* [gentoo-science] [Fwd: Re: [atlas-devel] 1) ATLAS shared libraries; 2) "ASM" -> "ASM VOLATILE"]
@ 2006-08-25 6:52 Adam Piątyszek
2006-08-25 12:42 ` [gentoo-science] " Markus Dittrich
0 siblings, 1 reply; 3+ messages in thread
From: Adam Piątyszek @ 2006-08-25 6:52 UTC (permalink / raw
To: Markus Dittrich; +Cc: gentoo-science
[-- Attachment #1: Type: text/plain, Size: 5259 bytes --]
Dear Markus, gentoo-science guys,
Please find below the reply from Clint to my yesterday's email related to
our work on ATLAS shared libraries in Gentoo.
Markus, I think we can help with answering the questions (2) and (3). Of
course, volunteers from gentoo-science are welcome as well.
BR,
/ediap
-------- Original message --------
Subject: Re: [atlas-devel] 1) ATLAS shared libraries; 2) "ASM" -> "ASM
VOLATILE"
Date: Thu, 24 Aug 2006 17:44:19 -0500
From: Clint Whaley <whaley@cs.utsa.edu>
Reply-To: List for developer discussion, NOT SUPPORT.
<math-atlas-devel@lists.sourceforge.net>
To: math-atlas-devel@lists.sourceforge.net
Adam,
>1) In parallel to your great work on new ATLAS releases, one Gentoo
>developer (Markus) and I have been working on preparing an updated set of
>patches to build both static and shared libraries of ATLAS.
Great!
>I am conscious that you recommended using ATLAS as a static library only,
>due to its better performance (I do not know the real difference, though).
>But in Gentoo, shared libraries are preferred.
>Could you please comment on the performance differences and possible
>extension of ATLAS official package with optional support of shared
>libraries?
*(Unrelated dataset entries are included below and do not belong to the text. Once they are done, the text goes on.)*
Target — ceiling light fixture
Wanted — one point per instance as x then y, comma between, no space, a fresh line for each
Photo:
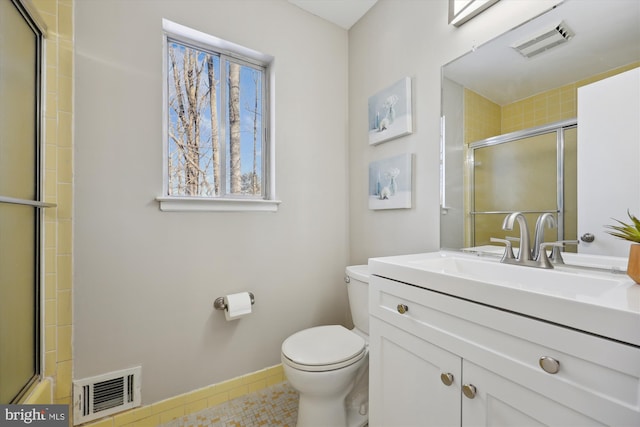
544,40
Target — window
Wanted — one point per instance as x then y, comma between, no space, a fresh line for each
21,39
218,149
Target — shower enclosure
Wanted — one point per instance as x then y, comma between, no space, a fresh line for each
531,171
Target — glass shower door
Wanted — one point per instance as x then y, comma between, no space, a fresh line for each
533,174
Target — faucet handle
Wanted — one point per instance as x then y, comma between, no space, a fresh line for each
556,254
543,258
508,250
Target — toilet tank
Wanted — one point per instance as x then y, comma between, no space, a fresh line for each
358,289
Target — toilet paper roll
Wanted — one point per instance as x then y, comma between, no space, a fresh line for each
238,305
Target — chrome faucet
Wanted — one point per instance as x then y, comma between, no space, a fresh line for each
524,254
545,218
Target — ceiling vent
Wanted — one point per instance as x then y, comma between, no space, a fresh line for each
545,40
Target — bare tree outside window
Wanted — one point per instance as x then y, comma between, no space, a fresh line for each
215,137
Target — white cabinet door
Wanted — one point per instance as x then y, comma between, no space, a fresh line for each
501,402
405,380
608,159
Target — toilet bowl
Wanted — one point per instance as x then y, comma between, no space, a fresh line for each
328,365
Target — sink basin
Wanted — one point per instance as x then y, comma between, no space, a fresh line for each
560,282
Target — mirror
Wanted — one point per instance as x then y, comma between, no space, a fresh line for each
511,95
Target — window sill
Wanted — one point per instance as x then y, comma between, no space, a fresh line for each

We are keen on supporting you with our patches.
OK, ATLAS still defaults to .a because it's what I use :) Back in the day,
ATLAS was mainly used in HPC, characterized by big applications that often
ran on parallel machines. Linking in an extra lib was the least of these
guys worries.
I'm still an HPC guy at heart, so I always use .a when available. However,
I do not believe the performance difference should be noticable to the average
user. Here's what I *think* is the affects of shared libs:
(1) An extra register is used to store the ptr to a table in memory for
global memory (this is what -fpic does, I think)
-- I don't think this hurts ATLAS, because ATLAS doesn't use global
memory. I assume (I don't know) that ATLAS's assembly is still
allowed to use that register, as long as it save/restores it . . .
(2) The first time the routine is called, there is greater overhead in a
.so, 'cause you have to load the shared object at that time
-- not sure how much worse this is that .a, since you usually have
to hit the disk on first load; .so is probably more likely to be
on completely different pages, I guess . . .
In these days where ATLAS is used for a whole lot of non-HPC things, as well
as being wrapped and plugged into high-level things like PSEs and Python,
my suspicion is that the *majority* of users would like shared libraries.
So, supporting an out-of-box build to .so is definitely in my plans,
I just haven't got around to doing the work yet. Because I have no real
experience with shared libs, I have questions that will need to be
investigated before I can do this:
(1) Is it true that the extra pointer may still be used if we restore it at
end of assembly routine?
(2) Does throwing the -fpic or other required compiler flag changes change
the best cases (thus necessitating doubling the arch defaults)?
(3) What is the overall performance affect when using .so?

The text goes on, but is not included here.